What stood out to me in this interaction was something much more than the message on the bookmark.

It was the humanness of the interaction. The simple yet deeper purpose of Dee’s offerings; her kindness; and pure intentions. Sometimes we forget how small acts of kindness can impact us and those around us in a positive way causing a ripple effect. You never know how impactful, timely, and far reaching your gestures of kindness can go.

Dee, mission accomplished. Thank you for brightening our day and being a light in this world.

To anyone needing to hear this message, your potential is unlimited!

Discernment

Intuition

The Gift of Tuning In

Energetic frequencies are a lot like radio frequencies…all are available at any given time. Antennae are also everywhere…most times our personal antennae are focused on what’s happening externally…news, social media, distractions, our ‘to do’ lists; what others are thinking, saying, etc. Our attention oscillates all over the place to the next thing to grab our attention…running corrupt scenarios in our minds…our not enough stories “good enough, smart enough, worthy enough”. We get stuck in a pattern and addicted to tuning into the disempowering, negative, self destructive, painful external noise of our world and our distorted internal illusions of how we see ourselves.

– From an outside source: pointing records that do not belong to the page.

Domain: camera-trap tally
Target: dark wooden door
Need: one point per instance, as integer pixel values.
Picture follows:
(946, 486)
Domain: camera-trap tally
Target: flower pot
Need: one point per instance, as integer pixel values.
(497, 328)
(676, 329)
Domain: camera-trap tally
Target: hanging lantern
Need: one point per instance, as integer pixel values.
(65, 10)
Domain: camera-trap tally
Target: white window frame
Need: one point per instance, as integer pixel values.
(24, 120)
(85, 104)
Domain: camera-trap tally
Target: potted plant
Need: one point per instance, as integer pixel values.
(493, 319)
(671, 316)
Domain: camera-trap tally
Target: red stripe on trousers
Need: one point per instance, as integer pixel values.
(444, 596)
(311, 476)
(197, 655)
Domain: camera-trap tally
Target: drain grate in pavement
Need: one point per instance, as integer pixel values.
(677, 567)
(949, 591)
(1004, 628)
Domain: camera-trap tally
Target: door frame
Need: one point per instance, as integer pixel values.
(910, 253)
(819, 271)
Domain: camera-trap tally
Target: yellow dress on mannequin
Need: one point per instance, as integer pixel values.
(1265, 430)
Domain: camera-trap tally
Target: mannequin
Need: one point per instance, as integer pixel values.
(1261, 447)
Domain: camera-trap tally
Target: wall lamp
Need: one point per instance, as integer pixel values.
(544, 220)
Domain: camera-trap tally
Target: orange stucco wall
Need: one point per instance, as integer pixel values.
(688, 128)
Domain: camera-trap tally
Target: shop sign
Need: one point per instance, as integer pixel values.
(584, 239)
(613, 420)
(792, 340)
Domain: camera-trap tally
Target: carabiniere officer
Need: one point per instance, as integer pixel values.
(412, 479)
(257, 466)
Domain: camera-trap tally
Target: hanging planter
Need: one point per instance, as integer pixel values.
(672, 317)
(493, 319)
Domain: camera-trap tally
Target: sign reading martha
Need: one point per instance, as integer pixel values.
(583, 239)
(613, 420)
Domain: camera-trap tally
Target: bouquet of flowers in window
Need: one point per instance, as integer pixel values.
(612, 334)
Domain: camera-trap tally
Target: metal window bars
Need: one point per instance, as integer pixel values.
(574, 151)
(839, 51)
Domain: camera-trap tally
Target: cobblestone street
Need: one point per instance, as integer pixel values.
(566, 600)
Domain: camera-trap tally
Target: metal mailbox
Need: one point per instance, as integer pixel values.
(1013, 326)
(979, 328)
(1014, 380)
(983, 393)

Ever notice how depleted we get after only focusing on the noise of the external frequencies?

These external frequencies give us something to do with our focus and attention while distracting us from matters of our heart; the inner nudges that are trying to make themselves known to help us with our challenges; to offer insights/guidance to troubling situations etc.

If only we’d shift our focus and attention to these more powerful frequencies also known as your heart; intuition; inner wisdom; inner authority; gut instincts etc.

These frequencies aren’t just for the ‘woo’ inclined. We all have intuition/ instincts. I am sure that you have had experiences where despite cold hard logic and available data, you were guided to take a different direction or make a new choice without any rhyme or reason…then despite said logic you chose to follow through on this nudge and discover it was the best decision or choice. That’s the gift of tuning in and trusting your intuition – it always knows the truth and always knows exactly what to do. All we need to do is be more deliberate and intentional with tuning inwards.

Just like moving the tuning dial on a radio, we can easily change the channel to tune in and listen to our inner wisdom.

All we need is within us now…simply get still, quiet, breathe, ask a question, and listen. I invite you to take a few minutes everyday to give yourself the gift of tuning in.